Text Mining and NLP

Machine Learning
R Programming
Text Mining
NLP
Learn how to perform text mining and natural language processing (NLP) in R, including data preparation, model building, and evaluation. This lecture covers essential techniques for text analysis in R.
Author

TERE

Published

June 21, 2024

Introduction

Text mining and natural language processing (NLP) involve extracting meaningful information from text data. These techniques are widely used in various applications such as sentiment analysis, topic modeling, and text classification. In this lecture, we will learn how to perform text mining and NLP in R, including data preparation, model building, and evaluation.

Key Concepts

1. What is Text Mining and NLP?

Text mining is the process of extracting useful information from text.

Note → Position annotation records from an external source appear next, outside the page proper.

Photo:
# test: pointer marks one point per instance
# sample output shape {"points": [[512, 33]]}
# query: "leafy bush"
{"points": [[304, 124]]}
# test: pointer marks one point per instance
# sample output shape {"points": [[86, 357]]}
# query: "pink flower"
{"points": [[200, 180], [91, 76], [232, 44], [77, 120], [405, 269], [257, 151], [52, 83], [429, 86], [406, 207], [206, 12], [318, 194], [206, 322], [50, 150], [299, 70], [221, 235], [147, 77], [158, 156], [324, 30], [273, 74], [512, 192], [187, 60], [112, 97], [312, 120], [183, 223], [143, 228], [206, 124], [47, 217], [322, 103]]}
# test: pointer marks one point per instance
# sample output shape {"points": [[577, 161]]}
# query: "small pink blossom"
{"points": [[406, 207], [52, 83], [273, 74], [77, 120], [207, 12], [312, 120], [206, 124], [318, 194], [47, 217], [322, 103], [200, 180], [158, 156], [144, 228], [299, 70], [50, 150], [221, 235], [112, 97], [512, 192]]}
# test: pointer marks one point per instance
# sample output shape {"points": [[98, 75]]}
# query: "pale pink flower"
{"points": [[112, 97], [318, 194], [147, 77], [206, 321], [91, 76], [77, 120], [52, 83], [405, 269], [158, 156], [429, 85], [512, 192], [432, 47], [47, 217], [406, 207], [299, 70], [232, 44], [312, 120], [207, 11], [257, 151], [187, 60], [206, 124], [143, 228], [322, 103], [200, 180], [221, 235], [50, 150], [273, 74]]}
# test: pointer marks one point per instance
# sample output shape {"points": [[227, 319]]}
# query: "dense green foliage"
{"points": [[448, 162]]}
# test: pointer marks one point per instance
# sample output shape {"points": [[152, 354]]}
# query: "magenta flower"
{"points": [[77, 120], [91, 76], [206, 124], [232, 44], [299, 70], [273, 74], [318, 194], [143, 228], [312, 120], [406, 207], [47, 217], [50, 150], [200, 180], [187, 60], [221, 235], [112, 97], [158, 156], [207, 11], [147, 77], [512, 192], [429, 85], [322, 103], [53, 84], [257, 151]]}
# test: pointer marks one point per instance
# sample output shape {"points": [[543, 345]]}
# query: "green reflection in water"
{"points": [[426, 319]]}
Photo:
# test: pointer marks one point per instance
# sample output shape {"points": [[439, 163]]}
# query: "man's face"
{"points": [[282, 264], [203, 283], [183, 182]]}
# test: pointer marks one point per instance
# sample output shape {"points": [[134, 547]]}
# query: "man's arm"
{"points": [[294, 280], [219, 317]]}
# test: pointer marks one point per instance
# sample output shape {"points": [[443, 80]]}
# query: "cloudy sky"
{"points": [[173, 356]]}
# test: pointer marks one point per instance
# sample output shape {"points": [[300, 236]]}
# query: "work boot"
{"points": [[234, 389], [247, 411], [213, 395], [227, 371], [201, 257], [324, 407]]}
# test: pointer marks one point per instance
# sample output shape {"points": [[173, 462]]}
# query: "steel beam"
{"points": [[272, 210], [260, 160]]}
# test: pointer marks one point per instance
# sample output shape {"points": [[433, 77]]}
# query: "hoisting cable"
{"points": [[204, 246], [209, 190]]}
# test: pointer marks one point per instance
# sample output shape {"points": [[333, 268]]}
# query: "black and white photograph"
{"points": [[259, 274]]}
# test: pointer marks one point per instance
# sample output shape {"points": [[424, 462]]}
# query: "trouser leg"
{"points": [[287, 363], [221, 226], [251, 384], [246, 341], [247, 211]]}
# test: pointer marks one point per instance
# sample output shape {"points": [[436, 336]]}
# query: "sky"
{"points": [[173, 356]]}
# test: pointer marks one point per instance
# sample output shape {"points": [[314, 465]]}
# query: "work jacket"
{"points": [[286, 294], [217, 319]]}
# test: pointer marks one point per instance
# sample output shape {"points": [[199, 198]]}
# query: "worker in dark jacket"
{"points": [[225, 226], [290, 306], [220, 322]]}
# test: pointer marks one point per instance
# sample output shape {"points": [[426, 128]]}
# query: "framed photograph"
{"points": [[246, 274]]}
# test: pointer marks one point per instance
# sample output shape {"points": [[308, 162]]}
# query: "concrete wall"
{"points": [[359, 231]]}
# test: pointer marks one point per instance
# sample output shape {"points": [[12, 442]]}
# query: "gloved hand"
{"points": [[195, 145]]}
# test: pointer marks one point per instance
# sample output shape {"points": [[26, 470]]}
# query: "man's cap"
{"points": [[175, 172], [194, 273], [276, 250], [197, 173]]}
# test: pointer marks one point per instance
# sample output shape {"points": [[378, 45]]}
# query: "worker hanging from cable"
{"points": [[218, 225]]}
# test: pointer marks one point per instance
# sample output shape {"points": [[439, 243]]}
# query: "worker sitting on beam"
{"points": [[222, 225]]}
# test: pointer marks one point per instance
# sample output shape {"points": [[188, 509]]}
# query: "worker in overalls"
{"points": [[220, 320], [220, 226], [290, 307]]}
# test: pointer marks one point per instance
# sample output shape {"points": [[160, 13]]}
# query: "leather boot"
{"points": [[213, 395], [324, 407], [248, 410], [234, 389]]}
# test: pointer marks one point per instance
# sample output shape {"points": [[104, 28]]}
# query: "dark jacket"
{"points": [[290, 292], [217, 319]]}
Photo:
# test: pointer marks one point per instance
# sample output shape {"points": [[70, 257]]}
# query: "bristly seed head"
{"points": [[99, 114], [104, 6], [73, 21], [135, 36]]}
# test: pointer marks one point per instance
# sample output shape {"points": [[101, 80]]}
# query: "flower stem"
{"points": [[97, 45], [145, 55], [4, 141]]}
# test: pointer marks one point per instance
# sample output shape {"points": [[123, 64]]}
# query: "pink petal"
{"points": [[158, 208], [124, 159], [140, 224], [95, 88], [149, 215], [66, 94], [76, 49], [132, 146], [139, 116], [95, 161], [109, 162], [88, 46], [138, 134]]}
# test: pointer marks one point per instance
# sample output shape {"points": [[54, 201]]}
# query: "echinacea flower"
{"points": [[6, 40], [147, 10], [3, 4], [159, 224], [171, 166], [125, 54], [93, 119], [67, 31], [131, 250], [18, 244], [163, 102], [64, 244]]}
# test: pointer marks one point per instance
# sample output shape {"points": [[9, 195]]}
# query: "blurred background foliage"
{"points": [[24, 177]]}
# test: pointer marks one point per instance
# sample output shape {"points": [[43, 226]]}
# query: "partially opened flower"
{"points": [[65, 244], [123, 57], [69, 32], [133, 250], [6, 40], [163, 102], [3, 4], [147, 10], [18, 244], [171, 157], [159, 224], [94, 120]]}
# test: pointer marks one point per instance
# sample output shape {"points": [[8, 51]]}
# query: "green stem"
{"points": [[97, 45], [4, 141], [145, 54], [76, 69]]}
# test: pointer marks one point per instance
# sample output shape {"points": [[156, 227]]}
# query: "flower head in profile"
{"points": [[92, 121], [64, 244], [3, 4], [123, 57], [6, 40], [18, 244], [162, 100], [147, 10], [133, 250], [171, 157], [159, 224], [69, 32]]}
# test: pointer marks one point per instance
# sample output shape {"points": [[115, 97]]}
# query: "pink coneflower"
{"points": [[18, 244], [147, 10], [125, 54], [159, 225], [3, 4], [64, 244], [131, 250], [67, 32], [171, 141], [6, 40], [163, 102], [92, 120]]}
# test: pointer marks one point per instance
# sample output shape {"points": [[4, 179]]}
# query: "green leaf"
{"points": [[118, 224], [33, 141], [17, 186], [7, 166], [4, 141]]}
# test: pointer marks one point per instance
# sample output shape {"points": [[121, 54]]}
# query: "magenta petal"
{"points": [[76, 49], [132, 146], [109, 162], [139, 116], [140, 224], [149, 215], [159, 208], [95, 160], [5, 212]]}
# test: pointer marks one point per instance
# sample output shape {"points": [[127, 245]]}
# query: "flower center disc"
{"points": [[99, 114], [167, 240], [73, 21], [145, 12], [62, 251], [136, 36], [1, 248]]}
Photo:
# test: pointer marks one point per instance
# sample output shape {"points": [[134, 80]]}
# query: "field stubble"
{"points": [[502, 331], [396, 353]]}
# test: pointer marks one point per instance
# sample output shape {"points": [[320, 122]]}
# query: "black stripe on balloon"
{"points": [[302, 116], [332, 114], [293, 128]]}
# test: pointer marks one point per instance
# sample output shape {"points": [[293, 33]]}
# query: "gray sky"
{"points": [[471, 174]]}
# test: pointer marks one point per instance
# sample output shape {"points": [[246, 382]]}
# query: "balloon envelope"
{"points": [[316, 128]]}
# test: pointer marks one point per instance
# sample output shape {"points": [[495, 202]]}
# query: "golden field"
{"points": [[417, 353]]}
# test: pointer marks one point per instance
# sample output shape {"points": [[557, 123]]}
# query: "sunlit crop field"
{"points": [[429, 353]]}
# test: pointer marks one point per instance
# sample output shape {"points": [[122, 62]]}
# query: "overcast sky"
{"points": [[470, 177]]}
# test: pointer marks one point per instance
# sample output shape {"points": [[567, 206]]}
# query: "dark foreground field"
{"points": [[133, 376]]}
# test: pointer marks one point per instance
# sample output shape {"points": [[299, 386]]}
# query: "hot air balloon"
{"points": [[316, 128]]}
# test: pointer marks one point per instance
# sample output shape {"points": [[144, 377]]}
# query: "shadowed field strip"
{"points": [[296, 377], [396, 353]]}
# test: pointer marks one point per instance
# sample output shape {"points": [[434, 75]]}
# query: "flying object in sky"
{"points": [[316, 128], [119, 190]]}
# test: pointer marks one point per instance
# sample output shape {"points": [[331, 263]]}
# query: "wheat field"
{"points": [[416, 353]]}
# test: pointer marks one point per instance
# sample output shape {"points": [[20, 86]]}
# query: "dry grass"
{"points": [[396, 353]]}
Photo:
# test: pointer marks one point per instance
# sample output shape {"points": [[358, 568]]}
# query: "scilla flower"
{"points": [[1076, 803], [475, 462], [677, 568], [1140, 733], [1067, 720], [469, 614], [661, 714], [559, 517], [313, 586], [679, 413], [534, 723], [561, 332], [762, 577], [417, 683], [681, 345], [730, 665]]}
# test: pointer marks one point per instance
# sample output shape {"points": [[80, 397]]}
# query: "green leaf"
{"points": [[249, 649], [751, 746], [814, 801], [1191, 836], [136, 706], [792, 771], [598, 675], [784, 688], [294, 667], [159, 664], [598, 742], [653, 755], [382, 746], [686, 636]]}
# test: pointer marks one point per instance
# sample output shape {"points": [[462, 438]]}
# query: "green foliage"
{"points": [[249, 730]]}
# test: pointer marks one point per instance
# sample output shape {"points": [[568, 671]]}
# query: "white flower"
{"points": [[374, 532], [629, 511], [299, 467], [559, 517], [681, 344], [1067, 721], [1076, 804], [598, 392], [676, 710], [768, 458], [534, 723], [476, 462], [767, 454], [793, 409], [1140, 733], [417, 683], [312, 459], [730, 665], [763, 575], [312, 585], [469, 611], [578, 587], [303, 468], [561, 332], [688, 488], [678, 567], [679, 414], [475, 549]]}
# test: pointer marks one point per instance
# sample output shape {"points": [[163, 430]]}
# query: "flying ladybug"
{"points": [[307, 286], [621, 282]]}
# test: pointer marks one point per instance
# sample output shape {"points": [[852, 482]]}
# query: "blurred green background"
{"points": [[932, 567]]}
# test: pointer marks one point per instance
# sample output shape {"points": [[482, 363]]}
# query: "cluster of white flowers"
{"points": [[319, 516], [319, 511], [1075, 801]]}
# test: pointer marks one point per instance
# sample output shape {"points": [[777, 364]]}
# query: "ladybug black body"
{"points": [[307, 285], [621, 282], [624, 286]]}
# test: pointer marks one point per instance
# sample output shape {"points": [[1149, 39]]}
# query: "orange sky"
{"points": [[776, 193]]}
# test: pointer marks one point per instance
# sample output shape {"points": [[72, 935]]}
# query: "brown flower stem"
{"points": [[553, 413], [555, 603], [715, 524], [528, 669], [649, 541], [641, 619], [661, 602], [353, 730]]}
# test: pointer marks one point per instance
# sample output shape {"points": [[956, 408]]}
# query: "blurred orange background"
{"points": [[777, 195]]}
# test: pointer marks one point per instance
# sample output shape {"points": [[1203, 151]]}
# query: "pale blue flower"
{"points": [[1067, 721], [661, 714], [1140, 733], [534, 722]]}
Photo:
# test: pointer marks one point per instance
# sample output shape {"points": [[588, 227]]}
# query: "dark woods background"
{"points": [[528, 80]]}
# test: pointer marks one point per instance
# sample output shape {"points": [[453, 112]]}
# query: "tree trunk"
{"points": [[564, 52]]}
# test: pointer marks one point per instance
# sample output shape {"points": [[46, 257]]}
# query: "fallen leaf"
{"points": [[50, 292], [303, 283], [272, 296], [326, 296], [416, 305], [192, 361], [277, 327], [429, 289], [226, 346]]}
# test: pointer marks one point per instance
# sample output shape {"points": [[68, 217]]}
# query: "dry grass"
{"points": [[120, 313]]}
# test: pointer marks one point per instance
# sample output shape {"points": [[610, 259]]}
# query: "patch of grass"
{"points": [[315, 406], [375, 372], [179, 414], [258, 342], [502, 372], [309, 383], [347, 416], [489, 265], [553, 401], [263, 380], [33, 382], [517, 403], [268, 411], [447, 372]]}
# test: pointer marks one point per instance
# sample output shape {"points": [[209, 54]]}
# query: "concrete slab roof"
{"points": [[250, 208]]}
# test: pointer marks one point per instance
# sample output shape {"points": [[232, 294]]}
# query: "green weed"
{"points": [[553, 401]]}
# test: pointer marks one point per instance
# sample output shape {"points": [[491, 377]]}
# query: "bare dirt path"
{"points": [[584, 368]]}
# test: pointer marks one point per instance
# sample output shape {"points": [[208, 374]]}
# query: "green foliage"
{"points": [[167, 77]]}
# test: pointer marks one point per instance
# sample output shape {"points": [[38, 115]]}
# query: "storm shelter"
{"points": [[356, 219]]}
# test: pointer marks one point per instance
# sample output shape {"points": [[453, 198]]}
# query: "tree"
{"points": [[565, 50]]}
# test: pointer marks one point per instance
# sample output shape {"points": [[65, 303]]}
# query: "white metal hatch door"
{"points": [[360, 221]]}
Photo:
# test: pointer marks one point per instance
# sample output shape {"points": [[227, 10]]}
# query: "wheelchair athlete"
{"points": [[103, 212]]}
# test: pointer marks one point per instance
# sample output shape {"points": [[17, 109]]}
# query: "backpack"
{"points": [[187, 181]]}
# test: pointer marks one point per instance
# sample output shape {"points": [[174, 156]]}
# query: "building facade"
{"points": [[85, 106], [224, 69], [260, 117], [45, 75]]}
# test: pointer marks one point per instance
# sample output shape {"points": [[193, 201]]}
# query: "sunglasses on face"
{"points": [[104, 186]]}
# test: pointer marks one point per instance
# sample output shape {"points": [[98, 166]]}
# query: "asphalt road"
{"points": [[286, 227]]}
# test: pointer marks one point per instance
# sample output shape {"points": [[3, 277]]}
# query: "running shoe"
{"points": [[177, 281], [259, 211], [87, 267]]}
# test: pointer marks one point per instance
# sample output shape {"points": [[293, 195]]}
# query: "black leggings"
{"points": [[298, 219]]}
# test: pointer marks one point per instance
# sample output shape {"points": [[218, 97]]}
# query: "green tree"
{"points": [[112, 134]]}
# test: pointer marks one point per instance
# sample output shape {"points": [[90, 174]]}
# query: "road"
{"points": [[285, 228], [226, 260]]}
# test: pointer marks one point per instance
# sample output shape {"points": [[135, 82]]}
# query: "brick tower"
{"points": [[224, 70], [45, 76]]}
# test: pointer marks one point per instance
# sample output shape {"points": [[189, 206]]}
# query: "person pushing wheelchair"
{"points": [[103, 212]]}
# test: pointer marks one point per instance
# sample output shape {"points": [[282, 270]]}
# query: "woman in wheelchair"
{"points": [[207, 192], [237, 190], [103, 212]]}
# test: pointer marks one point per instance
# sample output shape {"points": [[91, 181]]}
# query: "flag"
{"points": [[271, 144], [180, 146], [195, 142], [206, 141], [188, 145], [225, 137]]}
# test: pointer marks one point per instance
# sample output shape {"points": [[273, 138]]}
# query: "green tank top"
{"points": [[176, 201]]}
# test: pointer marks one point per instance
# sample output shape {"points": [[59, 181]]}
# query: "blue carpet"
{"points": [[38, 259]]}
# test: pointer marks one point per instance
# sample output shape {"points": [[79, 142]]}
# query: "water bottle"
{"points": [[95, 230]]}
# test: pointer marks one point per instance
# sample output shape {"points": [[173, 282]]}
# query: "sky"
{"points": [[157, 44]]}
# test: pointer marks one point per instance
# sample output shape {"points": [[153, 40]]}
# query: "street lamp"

NLP involves the interaction between computers and human language, aiming to read, decipher, understand, and make sense of human languages in a valuable way.

2. Applications of Text Mining and NLP

  • Sentiment Analysis: Determining the sentiment expressed in text.

  • Topic Modeling: Identifying the main topics in a collection of documents.

  • Text Classification: Categorizing text into predefined categories.

  • Named Entity Recognition (NER): Identifying and classifying entities in text.

Performing Text Mining and NLP in R

1. Installing Required Packages

We will use the tm, textclean, and tidytext packages for text mining and NLP.


# Installing required packages

install.packages("tm")

install.packages("textclean")

install.packages("tidytext")

2. Data Preparation

Preparing text data involves cleaning and preprocessing steps such as removing stop words, punctuation, and stemming.


# Loading the required packages

library(tm)

library(textclean)

library(tidytext)



# Sample text data

texts <- c("This is the first document.", "This document is the second document.", "And this is the third one.")



# Creating a corpus

corpus <- VCorpus(VectorSource(texts))



# Cleaning the text data

corpus <- tm_map(corpus, content_transformer(tolower))

corpus <- tm_map(corpus, removePunctuation)

corpus <- tm_map(corpus, removeNumbers)

corpus <- tm_map(corpus, removeWords, stopwords("en"))

corpus <- tm_map(corpus, stripWhitespace)

corpus <- tm_map(corpus, stemDocument)



# Inspecting the cleaned text

inspect(corpus)
Warning: package 'tm' was built under R version 4.3.3
Loading required package: NLP
Warning: package 'textclean' was built under R version 4.3.3
Warning: package 'tidytext' was built under R version 4.3.3
<<VCorpus>>
Metadata:  corpus specific: 0, document level (indexed): 0
Content:  documents: 3

[[1]]
<<PlainTextDocument>>
Metadata:  7
Content:  chars: 14

[[2]]
<<PlainTextDocument>>
Metadata:  7
Content:  chars: 24

[[3]]
<<PlainTextDocument>>
Metadata:  7
Content:  chars: 9

3. Creating a Document-Term Matrix

A document-term matrix is a matrix where rows represent documents and columns represent terms (words), with the values indicating the frequency of terms in the documents.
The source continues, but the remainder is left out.